El último 6 de noviembre se cumplieron 200 años de la primera vez que se izó la bandera argentina en las Islas Malvinas.

El gesto de soberanía estuvo a cargo de David Jewett, marino estadounidense al servicio de la Armada nacional que había arribado al lugar con motivo de expediciones vinculadas a la caza y la pesca.

Por aquel tiempo, Argentina llevaba poco más de cuatro años como nación independiente y ya había cumplido una década sin dominio español.

Como bien explica Daniel Filmus (actual Secretario de Malvinas, Antártida y Atlántico Sur), en ese 1820 Jewett no solamente flameó la bandera sino que leyó una proclama y disparó 21 cañonazos, inaugurando así la toma de posesión en nombre del Supremo Gobierno de las Provincias Unidas de Sud América, solicitando voluntad de actuar con justicia y hospitalidad en relación a los extranjeros.

Ese documento fue difundido internacionalmente, haciéndose eco de él países como EE.UU., Gran Bretaña (que en un artículo en The Time reconocía el hecho como un acto de soberanía) y España.

Es importante destacar que los dominios españoles caen al legitimarse las gestas emancipadoras; de manera que todas sus conquistas son heredadas una vez que, en este caso, Argentina se declara nación independiente.

Cuando Jewett izó la bandera aquella vez, tal acontecimiento tuvo carácter oficial y no hubo sido respondido en su momento por Gran Bretaña ni ninguna otra potencia extranjera.

Lo que vino luego fue una historia de desencuentros y crueldades en que se impuso el poder del más fuerte.

La ONU busca concentrar acuerdos pacíficos sumando documentación y apoyo de países que acompañan el reclamo de Argentina.

Contar con los recursos que se encuentran en Malvinas implicaría, por caso, tener mayor autonomía, fortalecer las riquezas de la Región y apelar a una redistribución del ingreso, lo cual podría optimizar el cumplimiento de derechos humanos como la salud y la educación.
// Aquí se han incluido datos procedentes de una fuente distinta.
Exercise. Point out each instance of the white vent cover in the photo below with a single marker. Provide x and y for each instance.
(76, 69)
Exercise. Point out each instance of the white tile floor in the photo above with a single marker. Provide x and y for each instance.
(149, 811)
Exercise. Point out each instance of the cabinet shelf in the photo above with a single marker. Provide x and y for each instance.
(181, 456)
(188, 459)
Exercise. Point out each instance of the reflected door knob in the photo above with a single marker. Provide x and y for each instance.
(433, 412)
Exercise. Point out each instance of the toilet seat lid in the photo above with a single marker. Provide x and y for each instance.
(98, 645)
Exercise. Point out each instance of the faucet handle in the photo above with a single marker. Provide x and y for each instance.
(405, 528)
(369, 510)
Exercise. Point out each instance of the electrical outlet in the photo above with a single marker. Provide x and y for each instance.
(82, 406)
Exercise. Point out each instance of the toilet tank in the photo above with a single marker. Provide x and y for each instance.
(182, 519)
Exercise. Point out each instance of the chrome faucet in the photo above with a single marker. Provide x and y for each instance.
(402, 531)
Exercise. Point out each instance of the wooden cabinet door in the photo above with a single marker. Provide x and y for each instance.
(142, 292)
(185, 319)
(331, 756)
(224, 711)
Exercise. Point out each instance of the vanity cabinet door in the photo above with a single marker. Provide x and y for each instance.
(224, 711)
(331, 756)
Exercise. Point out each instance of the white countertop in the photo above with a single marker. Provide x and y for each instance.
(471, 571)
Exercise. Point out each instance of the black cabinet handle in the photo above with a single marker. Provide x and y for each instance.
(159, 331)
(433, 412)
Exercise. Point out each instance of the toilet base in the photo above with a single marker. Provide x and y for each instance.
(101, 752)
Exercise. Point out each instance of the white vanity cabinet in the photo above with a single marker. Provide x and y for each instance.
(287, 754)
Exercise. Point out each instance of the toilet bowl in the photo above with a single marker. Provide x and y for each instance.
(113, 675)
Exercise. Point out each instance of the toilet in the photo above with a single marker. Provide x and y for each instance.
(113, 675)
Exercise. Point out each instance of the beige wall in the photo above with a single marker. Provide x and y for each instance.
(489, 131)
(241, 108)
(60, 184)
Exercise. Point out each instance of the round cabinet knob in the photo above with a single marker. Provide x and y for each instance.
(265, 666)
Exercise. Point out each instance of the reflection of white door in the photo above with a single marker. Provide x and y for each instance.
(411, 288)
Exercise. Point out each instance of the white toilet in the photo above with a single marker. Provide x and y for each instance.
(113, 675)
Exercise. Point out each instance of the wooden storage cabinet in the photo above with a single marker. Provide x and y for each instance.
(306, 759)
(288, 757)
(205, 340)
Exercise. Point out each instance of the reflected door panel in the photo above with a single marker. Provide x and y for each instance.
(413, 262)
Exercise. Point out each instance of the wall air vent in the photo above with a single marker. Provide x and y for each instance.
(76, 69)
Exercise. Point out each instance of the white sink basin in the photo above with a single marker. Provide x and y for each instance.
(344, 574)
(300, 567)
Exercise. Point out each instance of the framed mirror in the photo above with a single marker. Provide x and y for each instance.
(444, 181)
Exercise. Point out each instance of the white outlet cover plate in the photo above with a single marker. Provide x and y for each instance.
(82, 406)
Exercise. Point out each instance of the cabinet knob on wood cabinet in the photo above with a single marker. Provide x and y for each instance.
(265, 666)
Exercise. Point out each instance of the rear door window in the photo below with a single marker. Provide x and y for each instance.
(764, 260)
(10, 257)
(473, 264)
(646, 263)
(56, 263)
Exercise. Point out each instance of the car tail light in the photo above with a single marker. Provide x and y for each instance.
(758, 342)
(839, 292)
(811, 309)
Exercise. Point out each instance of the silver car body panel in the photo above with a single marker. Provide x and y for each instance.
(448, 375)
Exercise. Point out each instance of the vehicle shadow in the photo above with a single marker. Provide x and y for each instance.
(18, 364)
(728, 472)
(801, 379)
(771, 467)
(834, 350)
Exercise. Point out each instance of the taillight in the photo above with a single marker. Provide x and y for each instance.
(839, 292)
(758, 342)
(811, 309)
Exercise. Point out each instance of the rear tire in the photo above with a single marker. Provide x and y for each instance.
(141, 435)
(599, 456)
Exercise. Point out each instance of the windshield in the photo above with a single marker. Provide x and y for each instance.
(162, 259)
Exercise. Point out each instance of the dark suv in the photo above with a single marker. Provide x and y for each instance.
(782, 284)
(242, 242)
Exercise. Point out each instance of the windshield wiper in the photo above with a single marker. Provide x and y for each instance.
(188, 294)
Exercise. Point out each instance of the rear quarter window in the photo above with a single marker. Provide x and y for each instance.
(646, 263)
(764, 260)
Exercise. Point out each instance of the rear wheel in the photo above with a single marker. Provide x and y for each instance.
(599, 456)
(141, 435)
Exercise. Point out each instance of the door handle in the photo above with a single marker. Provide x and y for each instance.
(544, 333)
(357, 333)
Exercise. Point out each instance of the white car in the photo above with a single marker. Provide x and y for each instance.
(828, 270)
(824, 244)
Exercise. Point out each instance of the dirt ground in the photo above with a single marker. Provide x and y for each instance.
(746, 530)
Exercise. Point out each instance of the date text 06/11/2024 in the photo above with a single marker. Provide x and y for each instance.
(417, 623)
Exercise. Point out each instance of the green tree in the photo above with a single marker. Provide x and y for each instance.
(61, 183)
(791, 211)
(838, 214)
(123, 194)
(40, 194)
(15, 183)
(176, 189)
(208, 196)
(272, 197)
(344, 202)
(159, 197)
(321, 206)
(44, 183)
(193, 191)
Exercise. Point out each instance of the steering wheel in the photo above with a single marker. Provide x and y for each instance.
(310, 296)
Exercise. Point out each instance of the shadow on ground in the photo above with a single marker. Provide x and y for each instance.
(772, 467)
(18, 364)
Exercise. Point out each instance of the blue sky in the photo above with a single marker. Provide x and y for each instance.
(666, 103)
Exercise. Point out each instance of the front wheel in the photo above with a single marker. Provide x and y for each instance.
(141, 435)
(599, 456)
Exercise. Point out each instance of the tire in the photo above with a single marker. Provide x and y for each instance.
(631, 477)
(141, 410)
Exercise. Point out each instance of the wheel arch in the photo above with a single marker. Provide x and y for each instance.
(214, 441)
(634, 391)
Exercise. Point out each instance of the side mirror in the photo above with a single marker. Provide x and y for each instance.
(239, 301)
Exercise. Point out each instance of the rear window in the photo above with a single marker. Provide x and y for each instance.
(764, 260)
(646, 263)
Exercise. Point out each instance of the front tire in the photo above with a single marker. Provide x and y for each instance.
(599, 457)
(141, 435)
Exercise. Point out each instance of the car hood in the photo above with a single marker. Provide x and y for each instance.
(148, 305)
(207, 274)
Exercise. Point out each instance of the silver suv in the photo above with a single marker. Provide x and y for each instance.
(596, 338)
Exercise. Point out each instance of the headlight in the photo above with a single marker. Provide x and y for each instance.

Además, sería una oportunidad para dejar de depender de organismos como el FMI, uno de los factores que contribuyen a la humillación de los sectores excluidos del globo bajo el falaz halo de la solidaridad.

No se trata de pedir un favor sino de acceder a lo que corresponde, avalado por los tratados internacionales.

Recuperar Malvinas se impone como una política de Estado que sea una obligación de cualquier gobierno. No solamente debe ser una lucha argentina, sino también de los países de América Latina. Sentar un precedente es clave para vivir un mundo sin más colonialismos.